O fim prosseguido pela associação será sempre a prática de crimes, ou seja, sempre a realização de comportamentos que estejam previstos, em lei anterior, como actos ilícitos e típicos, atento que seja o princípio da tipicidade penal – nullum crimen sine lege.
Esta estruturação está evidente nos factos provados e esclarecida a motivação na fundamentação constante do acórdão recorrido.
Por outro lado, nas modalidades da acção deve poder individualizar-se o fundador ou fundadores e que encarna em si a génese da associação, fornecendo-lhe a alma e os elementos genéticos, de modo a poder dizer-se que a associação sem ele, ou eles, não se teria constituído naqueles moldes, podendo ser-lhe imputada a criação da ideia criminosa em si mesma, e podendo este assumir, como na maioria das circunstâncias, a função de líder.
Este papel, quer pelos actos inequívocos de liderança que se explicam na fundamentação da decisão, quer pela titularidade da matéria prima [o dinheiro] era assumido pelo casal, os arguidos G e Y– em diversos momentos da decisão recorrida se referem as imagens do Casino de que resulta visível a preponderância e liderança destes dois arguidos, as mensagens trocadas de que resultam as ordens e dinâmicas de actuação dos restantes arguidos por determinação deles, etc, todos estes elementos evidenciado aquele papel.
Mas devem também poder individualizar-se os membros da associação, os que dela fazem parte, subordinando a sua actuação à vontade colectiva, actuando eles como um só corpo e com vista a um único fim.
Este papel foi evidente para o Tribunal a quo ser o correspondente aos restantes arguidos [todos os restantes].
E tal como se fez constar da fundamentação, a factualidade assente permite, de facto, atribui-lhes tal estatuto.
Finalmente, teoricamente, pode existir ainda a figura do apoiante, que dá suporte à organização em termos pontuais (como exemplifica Figueiredo Dias, fornecendo apenas armas, por exemplo) ou funcionando como angariador de novos membros ou apoiantes, figura que aqui se não evidencia.
Ora, mesmo nos casos em que o fundador não coincida com a pessoa que corporiza, internamente, o poder de decisão, há que falar do chefe ou dirigente que tem que pertencer necessariamente à organização, sendo dela um membro qualificado, o indivíduo que assume os destinos da organização, da formação da vontade colectiva, funcionando muitas vezes como eixo essencial à execução dessa vontade colectiva, dependendo directamente da sua actuação e vontade o sucesso ou insucesso da actuação do grupo.

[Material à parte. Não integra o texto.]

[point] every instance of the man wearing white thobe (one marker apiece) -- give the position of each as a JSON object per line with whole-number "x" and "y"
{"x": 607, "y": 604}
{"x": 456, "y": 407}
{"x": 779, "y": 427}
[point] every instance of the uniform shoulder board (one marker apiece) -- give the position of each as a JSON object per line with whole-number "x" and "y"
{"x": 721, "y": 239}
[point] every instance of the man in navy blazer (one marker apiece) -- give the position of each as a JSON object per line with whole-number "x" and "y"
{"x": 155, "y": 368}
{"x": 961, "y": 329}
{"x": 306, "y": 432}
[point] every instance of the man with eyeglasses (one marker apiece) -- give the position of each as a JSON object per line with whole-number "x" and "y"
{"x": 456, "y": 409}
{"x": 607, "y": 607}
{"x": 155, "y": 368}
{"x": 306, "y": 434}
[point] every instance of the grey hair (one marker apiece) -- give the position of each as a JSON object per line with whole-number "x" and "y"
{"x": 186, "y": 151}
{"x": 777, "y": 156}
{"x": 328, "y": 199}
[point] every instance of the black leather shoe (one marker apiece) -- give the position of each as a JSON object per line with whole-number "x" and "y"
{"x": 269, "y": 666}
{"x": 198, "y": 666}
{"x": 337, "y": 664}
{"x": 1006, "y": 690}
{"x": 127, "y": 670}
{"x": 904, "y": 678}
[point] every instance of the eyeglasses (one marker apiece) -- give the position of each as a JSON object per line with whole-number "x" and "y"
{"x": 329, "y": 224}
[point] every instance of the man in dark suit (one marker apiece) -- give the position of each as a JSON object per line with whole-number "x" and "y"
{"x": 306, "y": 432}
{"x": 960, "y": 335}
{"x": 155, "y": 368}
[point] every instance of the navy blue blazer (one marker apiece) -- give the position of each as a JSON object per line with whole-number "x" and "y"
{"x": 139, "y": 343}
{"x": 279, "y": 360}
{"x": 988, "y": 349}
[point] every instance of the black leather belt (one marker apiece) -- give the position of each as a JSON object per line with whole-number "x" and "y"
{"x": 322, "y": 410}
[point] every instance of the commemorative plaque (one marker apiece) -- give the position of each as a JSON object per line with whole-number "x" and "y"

Assim, ainda que não se tenha apurado em concreto em qual das qualidades se integram os dois primeiros arguidos, da factualidade apurada, como resulta fundamentado pelo Tribunal a quo, resulta inquestionavelmente a sua posição de liderança e chefia.
Esta caracterização complexa de elementos objectivos tem correspondência na caracterização do tipo subjectivo deste ilícito penal.
O tipo em causa é, como se percebe, necessariamente doloso.
O elemento intelectual do dolo, e continuamos a seguir Figueiredo Dias, pressupõe a necessidade de conhecimento pelo agente de todos os elementos do tipo, ou seja, o conhecimento (psicológico e intencional) de que existe uma organização criminosa de que faz parte, como líder, membro ou apoiante, e de que a finalidade dessa organização é a prática de crimes (ou seja, da ilicitude das actuações e da sua punibilidade, seguindo nós aqui o critério da Doutrina alemã de Lenkner, de que se afasta Figueiredo Dias, uma vez que nos parece de exigir que este elemento típico abranja o conhecimento da punibilidade do facto ilícito).
E quanto ao elemento volitivo do dolo, basta-se o tipo com o facto de o agente representar a possibilidade de estar a auxiliar uma organização criminosa, conformando-se com isso (ou seja, basta ao tipo o dolo eventual do agente).
Ora, esta caracterização teoricamente explicada, com a ajuda de quem se dedica a ensinar-nos, é precisamente correspondente ao recorte fáctico apurado pelo Tribunal a quo, bastando ler os factos e a sua fundamentação para perceber que esta acção dos arguidos, indo além de uma comum co-autoria, integra todos os parâmetros que caracterizam a associação criminosa, devendo, por isso, concluir-se aqui como se fez na primeira instância.
Pelo exposto, também nesta parte improcedem os recursos.
Os arguidos HS e SS vêm, ainda que mal se perceba com que enquadramento legal, dizer ainda que o Tribunal a quo não provou o modus operandi relativamente ao crime de sequestro, tendo-se limitado a consignar algumas conclusões a esse respeito.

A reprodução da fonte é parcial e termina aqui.